New Financial Firm External Dispute Resolution Framework

Treasury has released a draft Treasury Laws Amendment (External Dispute Resolution) Bill 2017 and Treasury Laws Amendment (External Dispute Resolution) Regulations 2017 for consultation.


The Australian Financial Complaints Authority (AFCA) will be based on an ombudsman model and will replace the Financial Ombudsman Service (FOS), the Credit and Investments Ombudsman (CIO) and the Superannuation Complaints Tribunal (SCT).

It will be established as a company limited by guarantee and is expected to commence operations from 1 July 2018.

The financial firms that will be required to participate in the new EDR framework are Australian Financial Services licensees, unlicensed product issuers, unlicensed secondary sellers, credit providers and credit representatives, regulated superannuation funds (other than self-managed superannuation funds), approved deposit funds, retirement savings account (RSA) providers, annuity providers, life policy funds and insurers (financial firms).

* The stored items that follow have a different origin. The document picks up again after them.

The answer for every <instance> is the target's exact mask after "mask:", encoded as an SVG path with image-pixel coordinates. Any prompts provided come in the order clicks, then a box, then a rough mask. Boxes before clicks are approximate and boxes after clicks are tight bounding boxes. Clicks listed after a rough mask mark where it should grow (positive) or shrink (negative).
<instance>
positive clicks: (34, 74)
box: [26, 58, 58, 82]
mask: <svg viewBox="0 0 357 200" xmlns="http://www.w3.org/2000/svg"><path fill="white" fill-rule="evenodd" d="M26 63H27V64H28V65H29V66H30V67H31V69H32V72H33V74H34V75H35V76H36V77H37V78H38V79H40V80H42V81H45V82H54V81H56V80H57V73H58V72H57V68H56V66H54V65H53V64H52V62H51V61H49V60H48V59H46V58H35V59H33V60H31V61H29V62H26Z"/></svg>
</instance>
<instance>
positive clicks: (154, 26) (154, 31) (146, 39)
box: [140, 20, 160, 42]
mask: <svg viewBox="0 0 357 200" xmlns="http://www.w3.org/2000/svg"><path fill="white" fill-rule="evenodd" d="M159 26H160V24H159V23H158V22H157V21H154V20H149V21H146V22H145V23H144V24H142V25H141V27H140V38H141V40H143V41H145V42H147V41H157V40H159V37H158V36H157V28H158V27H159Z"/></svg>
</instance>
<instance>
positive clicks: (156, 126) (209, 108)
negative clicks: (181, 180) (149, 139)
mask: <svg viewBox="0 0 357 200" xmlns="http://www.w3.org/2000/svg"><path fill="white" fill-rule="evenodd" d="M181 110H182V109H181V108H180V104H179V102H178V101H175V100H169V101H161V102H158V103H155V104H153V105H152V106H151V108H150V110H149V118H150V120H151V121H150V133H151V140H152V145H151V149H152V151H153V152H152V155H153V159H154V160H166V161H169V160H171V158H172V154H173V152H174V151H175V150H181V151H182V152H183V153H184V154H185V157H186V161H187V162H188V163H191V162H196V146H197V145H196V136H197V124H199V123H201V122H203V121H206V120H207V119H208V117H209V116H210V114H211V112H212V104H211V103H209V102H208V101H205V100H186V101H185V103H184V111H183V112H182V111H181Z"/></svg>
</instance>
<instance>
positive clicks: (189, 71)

Financial firms will be required to be members of AFCA as a condition of their licence. AFCA members will be contractually bound to comply with the AFCA’s terms of reference which will apply to the operation of the EDR scheme by AFCA.

AFCA will deal with all new complaints from 1 July 2018.

The existing dispute resolution bodies will continue to operate after 1 July 2018 to work through their existing complaints.

Consumers will have the option to transfer their complaint to AFCA if they wish to do so.

The SCT will continue to operate until 1 July 2020 to resolve disputes lodged before 1 July 2018.

The AFCA board will be responsible for determining how much funding it will require and how it will be funded.

AFCA will have flexibility in how it resolves disputes, including use of mediation, conciliation or determination.

ASIC will have the power to issue regulatory requirements that AFCA, in operating the scheme, must comply with.

AFCA will commence operations with:

  •  unlimited monetary jurisdiction for superannuation disputes;
  •  $1 million limit on the size of non-superannuation consumer disputes ;
  • a minimum $500,000 compensation cap for non-superannuation consumer disputes ;
  •  $5 million small business credit facility limit ;
  •  $1 million compensation cap for small business disputes ; and
  •  no monetary limits or compensation caps for disputes relating to guarantees supported by a mortgage or other security over the guarantor’s primary place of residence.

In addition, Treasury has also released a consultation paper to seek additional feedback on a range of matters, including:

  • whether the compensation caps for certain financial products, such as mortgages and general insurance products, should move immediately to $1 million upon commencement of AFCA;
  • the implications of removing the requirement for credit representatives to be members of AFCA.